If that is not definitive, then the financial aid administrator at the college will make the decision, and this will usually be based on whichever parent has the greater income. In other words, if the facts as to custody are not crystal clear, they will chose to regard the parent with the greater income as custodial and that  will result in less aid. However, establishing in an order which parent is to be considered custodial and with which parent the child is to live with the most will provide guidance and in most cases the financial aid administer is going to presume that the order represents the reality.

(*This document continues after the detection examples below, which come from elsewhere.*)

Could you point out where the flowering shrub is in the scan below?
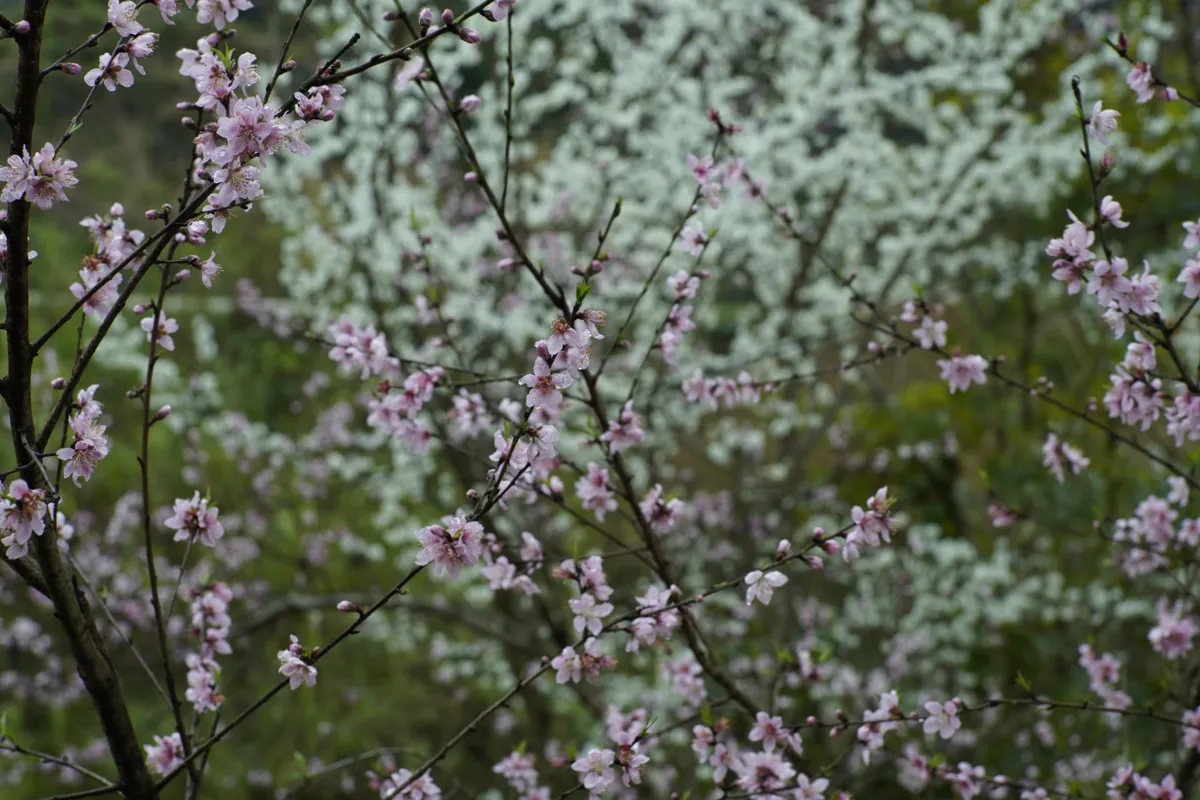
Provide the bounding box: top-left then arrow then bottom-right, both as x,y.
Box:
7,0 -> 1200,800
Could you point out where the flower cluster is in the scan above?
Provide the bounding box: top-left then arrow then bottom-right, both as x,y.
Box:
55,384 -> 108,486
0,143 -> 79,211
164,492 -> 224,547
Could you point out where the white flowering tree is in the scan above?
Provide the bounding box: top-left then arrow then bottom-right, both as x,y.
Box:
0,0 -> 1200,800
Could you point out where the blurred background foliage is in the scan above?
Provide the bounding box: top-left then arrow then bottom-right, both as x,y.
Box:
0,0 -> 1200,800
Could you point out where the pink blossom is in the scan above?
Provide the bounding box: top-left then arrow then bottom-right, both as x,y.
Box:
196,0 -> 252,30
566,593 -> 613,636
638,483 -> 686,534
1183,219 -> 1200,249
0,479 -> 46,559
521,356 -> 572,409
744,570 -> 787,606
1148,597 -> 1198,661
571,747 -> 617,796
108,0 -> 145,36
1126,61 -> 1154,103
416,517 -> 484,578
141,734 -> 184,775
1042,433 -> 1091,483
733,752 -> 796,800
55,411 -> 108,486
142,313 -> 179,350
0,143 -> 79,211
164,492 -> 224,547
600,401 -> 646,452
937,355 -> 988,395
575,462 -> 617,522
924,700 -> 962,739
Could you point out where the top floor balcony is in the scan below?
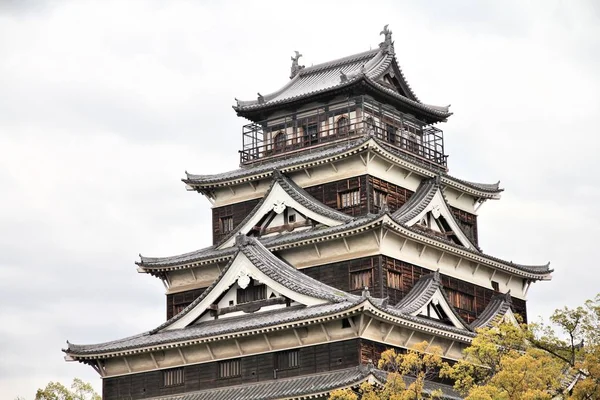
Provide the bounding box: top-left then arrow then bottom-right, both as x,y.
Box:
240,96 -> 448,169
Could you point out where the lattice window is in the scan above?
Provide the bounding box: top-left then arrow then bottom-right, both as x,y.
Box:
350,269 -> 373,290
373,189 -> 387,208
445,289 -> 475,311
237,285 -> 267,304
162,368 -> 185,387
339,189 -> 360,208
336,117 -> 350,136
275,350 -> 300,370
219,359 -> 242,378
220,216 -> 233,233
387,270 -> 402,289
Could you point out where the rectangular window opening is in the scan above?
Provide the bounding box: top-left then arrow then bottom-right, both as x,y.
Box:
220,216 -> 233,233
219,359 -> 242,379
339,189 -> 360,208
350,269 -> 373,290
162,368 -> 185,387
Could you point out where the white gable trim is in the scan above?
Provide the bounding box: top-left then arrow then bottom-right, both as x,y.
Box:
218,182 -> 342,249
406,188 -> 475,250
163,252 -> 327,331
411,289 -> 467,330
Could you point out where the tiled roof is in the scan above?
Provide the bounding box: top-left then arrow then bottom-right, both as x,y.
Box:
65,301 -> 355,357
471,291 -> 512,330
183,135 -> 503,198
217,170 -> 352,247
150,365 -> 462,400
142,214 -> 552,278
234,39 -> 452,120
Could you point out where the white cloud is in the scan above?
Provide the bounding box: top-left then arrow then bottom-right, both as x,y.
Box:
0,0 -> 600,399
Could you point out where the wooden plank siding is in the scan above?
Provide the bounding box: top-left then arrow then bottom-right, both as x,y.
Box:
102,339 -> 360,400
212,175 -> 478,244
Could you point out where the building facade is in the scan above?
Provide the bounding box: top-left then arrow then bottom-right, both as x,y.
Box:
64,26 -> 552,400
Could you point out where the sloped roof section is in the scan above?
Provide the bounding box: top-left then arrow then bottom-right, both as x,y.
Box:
393,270 -> 469,330
233,29 -> 452,121
217,170 -> 352,248
471,291 -> 512,330
182,135 -> 504,199
392,175 -> 481,251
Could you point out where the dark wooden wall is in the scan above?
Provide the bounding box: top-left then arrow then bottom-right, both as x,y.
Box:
212,175 -> 478,244
212,199 -> 260,244
167,288 -> 206,319
302,256 -> 527,322
102,340 -> 360,400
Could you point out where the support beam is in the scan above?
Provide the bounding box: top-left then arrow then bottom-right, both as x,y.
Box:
292,328 -> 304,346
319,324 -> 331,342
123,357 -> 132,373
382,324 -> 395,342
150,352 -> 158,368
205,343 -> 215,360
342,237 -> 350,253
263,333 -> 273,351
177,347 -> 187,364
444,340 -> 454,357
233,339 -> 244,356
398,238 -> 408,251
359,318 -> 373,336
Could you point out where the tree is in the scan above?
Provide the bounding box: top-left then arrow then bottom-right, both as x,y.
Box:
35,378 -> 102,400
329,342 -> 448,400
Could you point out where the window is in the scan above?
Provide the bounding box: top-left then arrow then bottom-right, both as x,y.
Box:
220,216 -> 233,233
219,358 -> 242,378
336,117 -> 350,136
339,189 -> 360,208
303,124 -> 319,145
275,350 -> 300,370
273,132 -> 285,152
350,269 -> 372,290
445,289 -> 475,311
162,368 -> 185,387
492,281 -> 500,292
388,269 -> 402,289
237,284 -> 267,304
385,124 -> 396,143
373,189 -> 387,208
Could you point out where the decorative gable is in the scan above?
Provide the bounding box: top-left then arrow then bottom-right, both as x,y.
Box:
163,235 -> 357,331
392,177 -> 478,250
218,171 -> 352,249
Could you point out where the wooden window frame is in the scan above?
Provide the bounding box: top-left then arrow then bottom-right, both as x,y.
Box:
217,358 -> 242,379
338,188 -> 360,209
350,268 -> 373,290
160,367 -> 185,388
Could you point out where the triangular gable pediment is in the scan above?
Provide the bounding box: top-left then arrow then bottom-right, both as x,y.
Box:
218,173 -> 352,249
394,184 -> 478,250
161,237 -> 356,330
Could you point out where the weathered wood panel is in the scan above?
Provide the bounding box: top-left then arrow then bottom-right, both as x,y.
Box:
102,339 -> 360,400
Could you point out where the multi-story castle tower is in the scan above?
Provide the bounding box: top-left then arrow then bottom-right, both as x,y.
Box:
64,27 -> 551,400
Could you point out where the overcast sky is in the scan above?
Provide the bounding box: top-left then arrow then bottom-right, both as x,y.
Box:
0,0 -> 600,400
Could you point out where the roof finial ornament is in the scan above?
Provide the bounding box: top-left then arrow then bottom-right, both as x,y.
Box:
379,25 -> 394,51
290,50 -> 304,79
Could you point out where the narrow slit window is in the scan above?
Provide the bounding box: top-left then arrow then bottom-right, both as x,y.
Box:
350,269 -> 373,290
162,368 -> 185,387
339,189 -> 360,208
219,359 -> 242,379
221,216 -> 233,233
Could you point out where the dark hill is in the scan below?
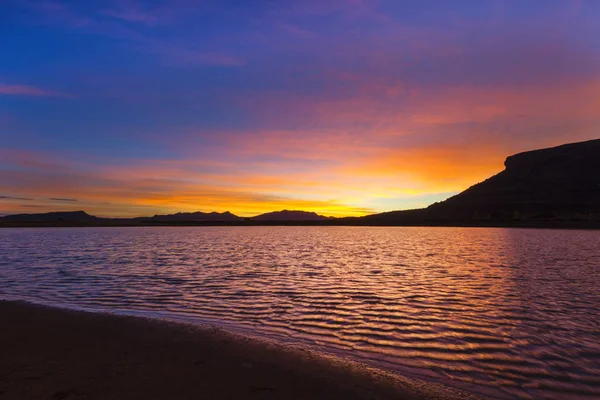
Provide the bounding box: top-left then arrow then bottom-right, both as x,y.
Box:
251,210 -> 329,221
363,140 -> 600,223
0,211 -> 100,222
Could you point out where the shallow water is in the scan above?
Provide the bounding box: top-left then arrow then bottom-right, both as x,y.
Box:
0,227 -> 600,399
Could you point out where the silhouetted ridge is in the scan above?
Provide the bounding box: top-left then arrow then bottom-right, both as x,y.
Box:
251,210 -> 328,221
365,140 -> 600,223
0,139 -> 600,228
0,211 -> 99,222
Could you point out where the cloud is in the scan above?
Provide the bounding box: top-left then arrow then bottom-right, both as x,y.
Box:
17,1 -> 245,67
48,197 -> 78,202
0,83 -> 72,97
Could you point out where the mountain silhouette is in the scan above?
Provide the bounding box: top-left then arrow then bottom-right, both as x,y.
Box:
0,211 -> 101,222
0,139 -> 600,228
364,139 -> 600,223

The Role of the Non-custodial Parent

The federal government does not consider the income and assets of the non-custodial parent when determining a student’s financial need. However, it does consider child support received by the custodial parent. In contrast, many private colleges do consider the non-custodial parent as a potential source of support and require a supplemental financial aid form from the non-custodial parent. This affects the awarding of the school’s own aid, but not Federal and state aid.

Obligations of Stepparents

If the custodial parent remarries, the stepparent must report their income and assets too. Even if the parent and new stepparent signed a prenuptial agreement that absolves the stepparent from financial responsibility for the child’s education, the stepparent’s financial information must be provided in order for the student to be considered for aid. The federal government considers the stepparent a source of support regardless of any private agreement to the contrary and the amount of aid available to the child is reduced accordingly.

Primary Consideration

The primary consideration for determining which parent’s income is used to determine financial aid is the number of days the child lives with either parent in the year before filing the application. Therefore, thought should be given to that and steps taken to address it if the parties want to cooperate in maximizing aid. However, student financial aid is not the only consideration during a divorce and efforts taken to maximize aid must be balanced against other considerations, such as the appropriate payment of child support and which placement is in the best interests of the child, either of which or both may be more important than the issue of student financial aid.